O Wollust der Macht!

LANDESTHEATER / FELSENREITSCHULE / MACBETH

01/11/21 Man könnte Banco, der Macbeth als Untoter heimsucht, für einen tänzelnden Clown halten, wäre da nicht das blutverschmierte Gesicht. Verzweifelt reißt sich der König das Gewand vom Leib und versucht, den ihn äffenden Geist darunter zu begraben. Nun steht Macbeth freilich in Unterwäsche da. Er greift nach einem Teppich, um die Blöße zu verdecken.

Von Reinhard Kriechbaum

Eigentlich kann er einem leid tun, dieser Machtmensch auf der Verliererseite. Hätte er doch beizeiten vor den Hexen – sprich: den Einflüsterern von Herrschergelüsten – tunlichst die Ohren dicht gemacht. Und besser auch einer nicht geglaubt, die „Familie“ ist. In dem Fall sogar echte Familie, seine ehrgeizig ihn treibende Ehefrau.
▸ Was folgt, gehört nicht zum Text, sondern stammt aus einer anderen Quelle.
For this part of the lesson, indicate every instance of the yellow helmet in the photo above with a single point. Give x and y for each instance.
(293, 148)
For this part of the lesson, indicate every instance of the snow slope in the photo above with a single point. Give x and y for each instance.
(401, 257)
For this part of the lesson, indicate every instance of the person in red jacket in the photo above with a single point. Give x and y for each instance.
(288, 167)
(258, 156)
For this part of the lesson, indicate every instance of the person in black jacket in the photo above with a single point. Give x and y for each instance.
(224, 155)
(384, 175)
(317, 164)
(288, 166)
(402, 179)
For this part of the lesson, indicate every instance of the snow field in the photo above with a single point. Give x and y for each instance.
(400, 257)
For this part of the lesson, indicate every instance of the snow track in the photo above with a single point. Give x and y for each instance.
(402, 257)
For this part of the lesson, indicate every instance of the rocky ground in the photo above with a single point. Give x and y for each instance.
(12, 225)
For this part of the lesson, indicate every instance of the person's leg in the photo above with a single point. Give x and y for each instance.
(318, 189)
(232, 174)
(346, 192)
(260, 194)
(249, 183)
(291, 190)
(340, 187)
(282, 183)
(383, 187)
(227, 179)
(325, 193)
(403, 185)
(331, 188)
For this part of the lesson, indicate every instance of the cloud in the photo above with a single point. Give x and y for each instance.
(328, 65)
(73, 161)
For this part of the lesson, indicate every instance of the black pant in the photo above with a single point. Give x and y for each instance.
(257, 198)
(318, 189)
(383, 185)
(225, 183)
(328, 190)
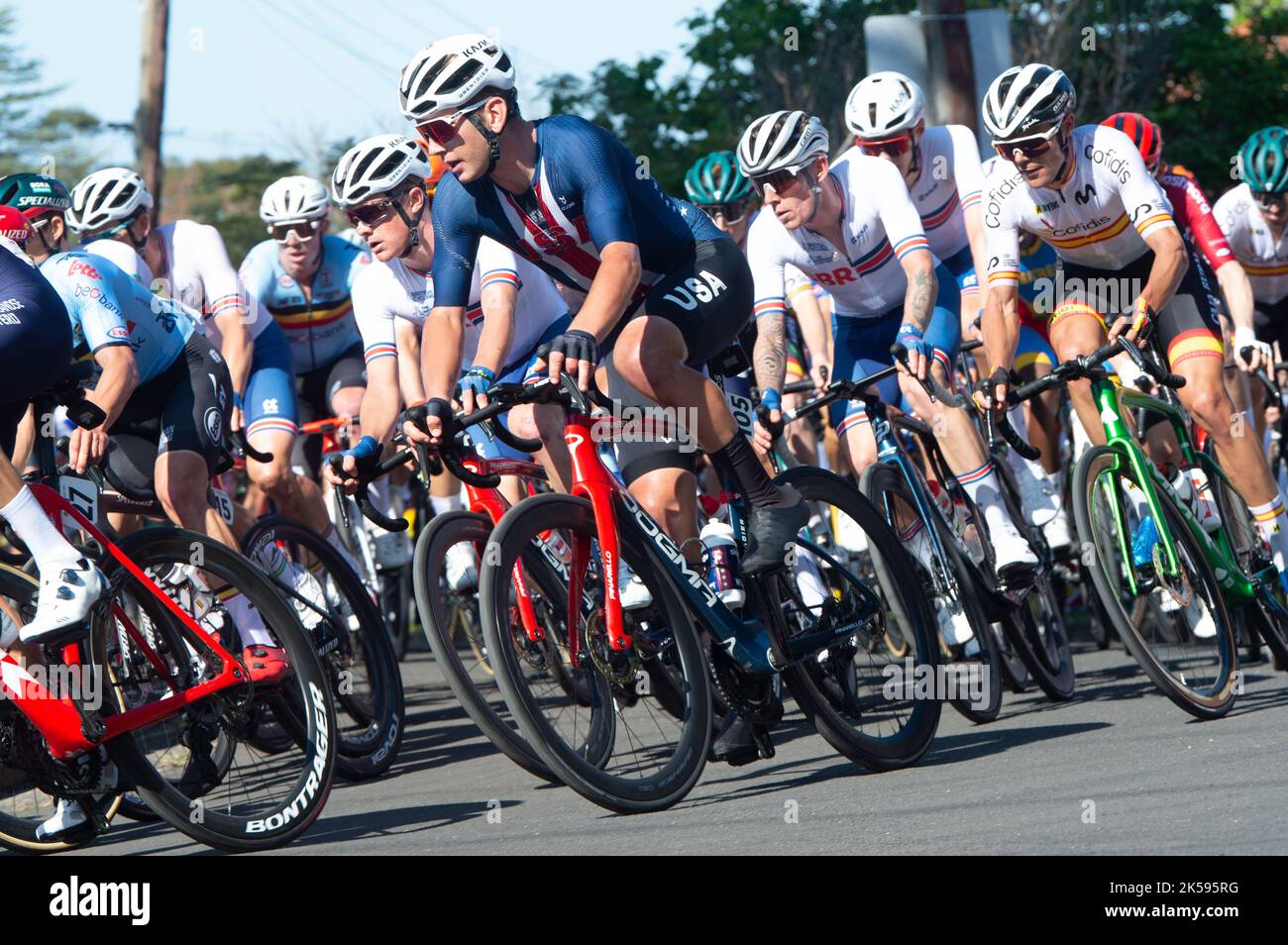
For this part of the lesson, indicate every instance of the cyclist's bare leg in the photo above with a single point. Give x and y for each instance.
(545, 422)
(1074, 332)
(1237, 448)
(180, 481)
(649, 355)
(297, 497)
(671, 497)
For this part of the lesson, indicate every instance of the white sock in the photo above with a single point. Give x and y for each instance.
(1273, 524)
(446, 503)
(38, 532)
(982, 486)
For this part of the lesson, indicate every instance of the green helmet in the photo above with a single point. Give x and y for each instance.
(716, 179)
(1263, 159)
(34, 194)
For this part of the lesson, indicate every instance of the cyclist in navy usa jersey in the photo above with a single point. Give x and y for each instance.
(567, 196)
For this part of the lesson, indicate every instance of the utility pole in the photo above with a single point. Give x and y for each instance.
(949, 62)
(147, 121)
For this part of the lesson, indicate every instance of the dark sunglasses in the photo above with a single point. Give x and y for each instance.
(894, 147)
(373, 214)
(443, 130)
(303, 231)
(780, 179)
(1029, 147)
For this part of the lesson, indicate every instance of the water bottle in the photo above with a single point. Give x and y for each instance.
(722, 563)
(1193, 488)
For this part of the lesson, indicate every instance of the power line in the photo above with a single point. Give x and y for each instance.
(326, 73)
(357, 24)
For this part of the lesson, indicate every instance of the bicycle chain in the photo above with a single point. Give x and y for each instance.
(768, 709)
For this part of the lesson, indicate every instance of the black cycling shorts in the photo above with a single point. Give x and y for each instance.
(316, 387)
(183, 408)
(708, 299)
(1188, 327)
(35, 343)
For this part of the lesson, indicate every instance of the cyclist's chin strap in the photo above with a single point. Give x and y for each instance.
(492, 138)
(815, 188)
(412, 224)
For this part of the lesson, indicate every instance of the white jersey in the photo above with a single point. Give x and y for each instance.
(385, 291)
(881, 227)
(200, 274)
(1248, 235)
(949, 181)
(1099, 218)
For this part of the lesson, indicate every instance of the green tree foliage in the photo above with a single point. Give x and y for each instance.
(747, 56)
(1209, 77)
(37, 138)
(1206, 78)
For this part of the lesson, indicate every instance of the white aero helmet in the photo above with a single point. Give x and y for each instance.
(781, 140)
(294, 198)
(377, 165)
(1025, 101)
(449, 73)
(106, 197)
(883, 104)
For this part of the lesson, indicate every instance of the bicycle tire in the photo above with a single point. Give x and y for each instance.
(436, 617)
(880, 479)
(310, 788)
(1202, 704)
(681, 772)
(373, 751)
(896, 575)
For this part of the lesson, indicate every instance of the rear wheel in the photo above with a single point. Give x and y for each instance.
(850, 689)
(971, 667)
(197, 769)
Die politische Bühne ist ein ebenerdiger Kampfplatz mit morastigem Boden, durchzogen von Nebelschwaden. Da macht man sich Schuhe, Hände und weiße Weste schmutzig. Nein, keine Chats in WhatsApp-Türkis. So billig gibt’s Amélie Niermeyer, Regisseurin von Verdis Macbeth in der Felsenreitschule, nicht. Als sie zu proben begann, war Kurz außerdem noch Bundeskanzler und sein jäher Fall nicht unmittelbar vorhersehbar. Schön und bestätigend aber, dass einen dieser bildmächtigen Macbeth – nach Ariadne auf Naxos die zweite außerordentlich gut gelungene Musiktheaterproduktion des Landestheaters in der neuen Spielzeit – auf Schritt und Tritt über bedingungslosen Machtwillen und dessen problematische Folgen nachdenken lässt.

Macbeth ist jedes Mittel recht, um an die Macht zu kommen und an dieser zu bleiben. Im Unterschied zur „normalen“ politischen Welt, wie sie jüngst hierzulande ruchbar wurde, versucht's Macbeth gar nicht erst mit gelinderen Mitteln. Also: morden, was Not tut, denn nur „den Verstorbenen liegt nichts am Herrschen“.

Simon Neal ist dieser Macht-Streber, der nur zu gerne die Prophezeiungen der Hexen für bare Münze nimmt. Wir sehen ja schon während der Ouverture, dass Macbeth sich gerne im Scheinwerferlicht in Pose setzt. Er geriert sich bestenfalls als Pro-forma-Zauderer, wenn ihm die Lady wieder mal nahe legt, einen Widersacher beiseite zu räumen.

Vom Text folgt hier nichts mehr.